Il grazie finale non ha la valenza di un freddo tributo di riconoscenza ma ha il portato della gioia di un arricchimento riconosciuto. Che poi questo possa essere un verosimile pensiero infantile non saprei dirlo. Forse è più corretto intenderlo come un invito, molto dolce e rispettoso, che gli autori rivolgono al piccolo lettore qualora questi, sull’onda emotiva del libro, ripensi – come accadrà – alle figure della sua vita e alla loro importanza nella sua crescita.
E’ un grazie corale, universale. Grazie perché non siamo soli, grazie perché la nostra crescita è accompagnata dalla varietà e di questa varietà è espressione.
Mi viene da sorridere amaramente se penso a quei genitori che vorrebbero controllare tutte le opinioni con le quali i propri figli si trovano a confrontarsi per uniformarle alle proprie. In tal modo, temo, non cresceranno figli coerenti ma figli incapaci di armonizzare la diversità nella propria vita. Inoltre così comportandosi danno ben poca fiducia alla capacità di rielaborazione dei bambini che prima ancora di esseri piccoli sono esseri pensanti.

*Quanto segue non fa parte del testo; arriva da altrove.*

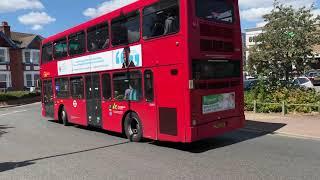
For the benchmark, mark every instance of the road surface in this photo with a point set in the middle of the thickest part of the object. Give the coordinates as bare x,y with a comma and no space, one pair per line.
33,148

Altro particolare che ho notato – molto coerente e azzeccato in un albo che, di fatto, parla del fluire della vita – è la caratterizzazione del tempo ciclico, quello delle stagioni per intenderci.
Ogni tavola è caratterizzata e facilmente potremmo inquadrarla nella verdeggiante primavera, nell’estate luminosa oppure nel rosseggiare d’autunno.
Il metasignificato è che inanellando momenti passa il tempo, lento ma inesorabile, che porta alla crescita. Diventando grandi ciò che resta sono i momenti condivisi con le persone importanti, che hanno, in un modo o nell’altro, infuso qualcosa di loro in noi. E’ così che l’album di fotografie diventa significativo e sfogliarlo è riscostruire, lungo tutti i passaggi, il perché e il come di ciò che siamo diventati o stiamo diventando.